New approach to opioids goes provincewide
Emergency patients offered screening and immediate treatment
November 4, 2019
By Brenton Driedger, Social Media and Storytelling Advisor, Covenant Health
When Dr. Hakique Virani thinks of the lives changed by opioid treatment, among the many that come to his mind is a professional truck driver who nearly lost everything to addiction.
The man had occasionally used drugs and it progressed to the point he was using street heroin multiple times a day. He had to sell several trucks from his fleet because of the money he was spending on street opioids, and he eventually lost his home.
Unable to work, his family relationships estranged, and very sick with opioid withdrawal, he went to an emergency department. The physician screened him for opioid use disorder (OUD), started him on buprenorphine, a medication that helps reduce cravings and withdrawals, and referred him for a next-day followup appointment at the Metro City Medical Clinic in Edmonton to begin treatment. It changed his life.
“He’s doing well now,” says Hakique, the clinic’s medical director and a public health and addiction medicine specialist in the University of Alberta’s Faculty of Medicine & Dentistry. “He’s parenting his kids, he’s back driving long-haul truck. He has good flexibility with respect to his treatment. He’s even visited the country his family is from for the first time in years.”
Hakique has been a public health advocate for addiction treatment and harm reduction for about 15 years. He believes the program, designed to help patients who arrive in emergency departments get started on treatment immediately, is an important tool to address Alberta’s opioid crisis.
“It is definitely making a difference,” says Stacey Brewster, acting program manager for emergency at the Grey Nuns Community Hospital. “They’re given a chance to make a different choice.”
Grey Nuns was one of three hospitals across the province to pilot the program a year ago, and due to its success, it’s now being rolled out to all 103 emergency departments and six urgent care centres in Alberta. It enables emergency physicians and staff to screen patients for OUD, start them on buprenorphine immediately and refer them for a followup appointment at a treatment clinic the next day. Hakique says the emergency department is an effective place to engage those patients.

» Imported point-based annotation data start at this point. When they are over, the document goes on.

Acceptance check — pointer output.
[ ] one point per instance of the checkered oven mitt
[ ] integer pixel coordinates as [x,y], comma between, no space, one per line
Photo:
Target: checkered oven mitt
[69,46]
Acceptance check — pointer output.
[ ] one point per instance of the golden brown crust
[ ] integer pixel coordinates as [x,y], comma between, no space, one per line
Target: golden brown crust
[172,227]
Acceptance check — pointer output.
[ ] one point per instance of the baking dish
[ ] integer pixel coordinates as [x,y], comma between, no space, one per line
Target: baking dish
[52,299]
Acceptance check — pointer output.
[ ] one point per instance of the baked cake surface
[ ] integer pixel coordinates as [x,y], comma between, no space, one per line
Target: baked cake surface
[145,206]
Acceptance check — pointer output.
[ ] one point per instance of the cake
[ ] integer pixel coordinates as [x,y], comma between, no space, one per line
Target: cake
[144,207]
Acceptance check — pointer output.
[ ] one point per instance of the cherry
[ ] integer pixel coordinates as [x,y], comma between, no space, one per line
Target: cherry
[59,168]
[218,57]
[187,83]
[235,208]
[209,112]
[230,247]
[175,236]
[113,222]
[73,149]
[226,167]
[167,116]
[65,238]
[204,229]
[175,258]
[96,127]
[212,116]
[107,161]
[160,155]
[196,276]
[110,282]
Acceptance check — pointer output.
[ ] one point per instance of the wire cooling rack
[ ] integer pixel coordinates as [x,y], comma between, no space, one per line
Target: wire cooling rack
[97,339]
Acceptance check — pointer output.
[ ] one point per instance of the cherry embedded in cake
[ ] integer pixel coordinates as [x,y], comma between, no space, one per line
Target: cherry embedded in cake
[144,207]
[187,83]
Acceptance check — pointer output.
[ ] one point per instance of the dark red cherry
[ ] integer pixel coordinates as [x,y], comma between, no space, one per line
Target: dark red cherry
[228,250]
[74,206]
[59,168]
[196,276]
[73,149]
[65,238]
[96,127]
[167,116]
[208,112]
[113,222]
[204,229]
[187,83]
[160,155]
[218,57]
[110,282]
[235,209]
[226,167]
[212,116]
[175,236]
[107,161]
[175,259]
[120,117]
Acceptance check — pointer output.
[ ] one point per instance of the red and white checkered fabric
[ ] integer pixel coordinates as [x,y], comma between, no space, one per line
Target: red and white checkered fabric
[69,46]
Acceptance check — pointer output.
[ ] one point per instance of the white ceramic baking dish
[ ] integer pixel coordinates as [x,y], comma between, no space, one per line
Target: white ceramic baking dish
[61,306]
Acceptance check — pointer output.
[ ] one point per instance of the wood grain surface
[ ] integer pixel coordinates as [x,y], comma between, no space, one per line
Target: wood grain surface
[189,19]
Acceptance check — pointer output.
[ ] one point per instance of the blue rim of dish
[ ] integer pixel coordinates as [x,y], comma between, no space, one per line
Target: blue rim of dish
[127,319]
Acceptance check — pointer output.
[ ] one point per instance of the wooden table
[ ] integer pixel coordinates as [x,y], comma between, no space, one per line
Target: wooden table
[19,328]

“One of the greatest predictors of a fatal overdose is a previous non-fatal overdose, and those often present to emergency departments.”

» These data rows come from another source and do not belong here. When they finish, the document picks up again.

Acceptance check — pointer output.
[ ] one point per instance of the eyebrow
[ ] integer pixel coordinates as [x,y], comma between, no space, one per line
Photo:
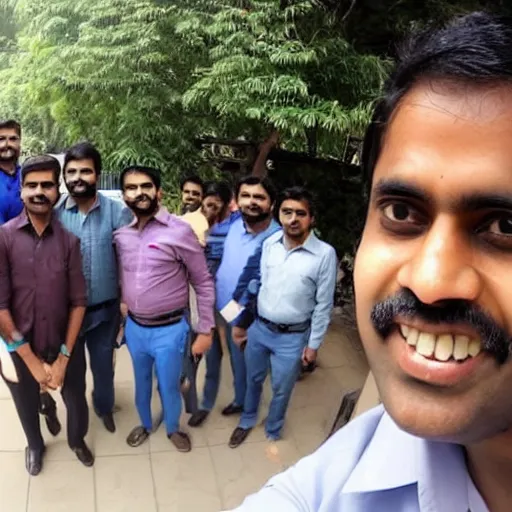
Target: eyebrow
[466,203]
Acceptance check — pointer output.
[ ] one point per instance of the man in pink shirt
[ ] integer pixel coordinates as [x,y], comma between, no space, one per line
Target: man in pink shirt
[159,257]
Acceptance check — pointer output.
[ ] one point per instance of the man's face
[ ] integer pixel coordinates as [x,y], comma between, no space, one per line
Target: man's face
[212,208]
[10,145]
[140,194]
[191,196]
[39,192]
[295,219]
[81,179]
[254,203]
[439,234]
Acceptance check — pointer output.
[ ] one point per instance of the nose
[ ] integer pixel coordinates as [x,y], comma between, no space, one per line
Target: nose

The program was created in the spring of 2018, led by the Alberta Health Services Emergency Strategic Clinical Network (ECSN). Ken Scott, senior project manager, says emergency departments have traditionally focused on managing the symptoms or reversing an overdose.
“But actually, the underlying condition is a chronic one, and it’s opioid use disorder, which requires different treatment strategies that are more long-term.”
The program is already active in about half of the province’s emergency departments, including Banff Mineral Springs Hospital, Bonnyville Health Centre and St. Mary’s Hospital in Camrose. Ken says the clinical network team hopes to have all sites using the program within a year.
The results so far are encouraging. Of the patients who were referred to a clinic, 47 per cent attended their first appointment. One psychiatrist at Grey Nuns who specializes in addiction expected it to be closer to 10 per cent.
“That’s way better than we ever thought. It’s one in two patients,” says Ken. “And remarkably, that’s been sustained from the first three pilot sites up until today.”
They’re also tracking how many patients stay on the path to recovery and are still filling their prescription for buprenorphine 30, 60, 90 and 120 days later. Thirty days after their ED visit, 58 per cent of patients who went to their first followup appointment are still filling their prescription.
“It gives you a good feeling that even if you help just one person, that’s one person whose life has been changed for the better and they can do things and have a life that maybe they couldn’t have had before,” says Nicole Oman, clinical nurse educator at Grey Nuns.
Grey Nuns emergency department staff are seeing an increasing number of addiction-related cases. In 2018, 3.5 per cent of visits were addiction related, compared with 3.3 per cent the year before. Staff see about one overdose a day. About one in five patients with an opioid-related presentation has been initiated on the program, which is what the clinical network team expected based on their research. In the first 12 months of the buprenorphine program, there were 69 prescriptions given, each tablet representing a potentially life-saving intervention.
“If anyone looks at that as a glass half empty, they may not fully appreciate how difficult it can be to live with opioid use disorder and to get to a clinic, to follow through on treatment. It’s a lot to ask for these people,” says Ken. “And the fact that we’re transitioning from acute to community care at that success rate is really good.”
The approach is also working well in rural areas, thanks to a partnership with the Virtual Opioid Dependency Program. It refers patients for followup treatment provided through phone call, text or telemedicine. The physician then faxes the prescription to a nearby pharmacy for pickup. This approach is helpful for patients who are screened at a rural ED or those who initially go to an urban hospital but then decide to move closer to their support network in a rural community.
“The treatments for opioid use disorder that improve survival and function are the same, whether you live in a big city or in a small one,” says Hakique. “The most important thing is the journey between asking for help and getting it has to be short. When they present, the dots should connect in as straight a line as possible with as little distance in between.”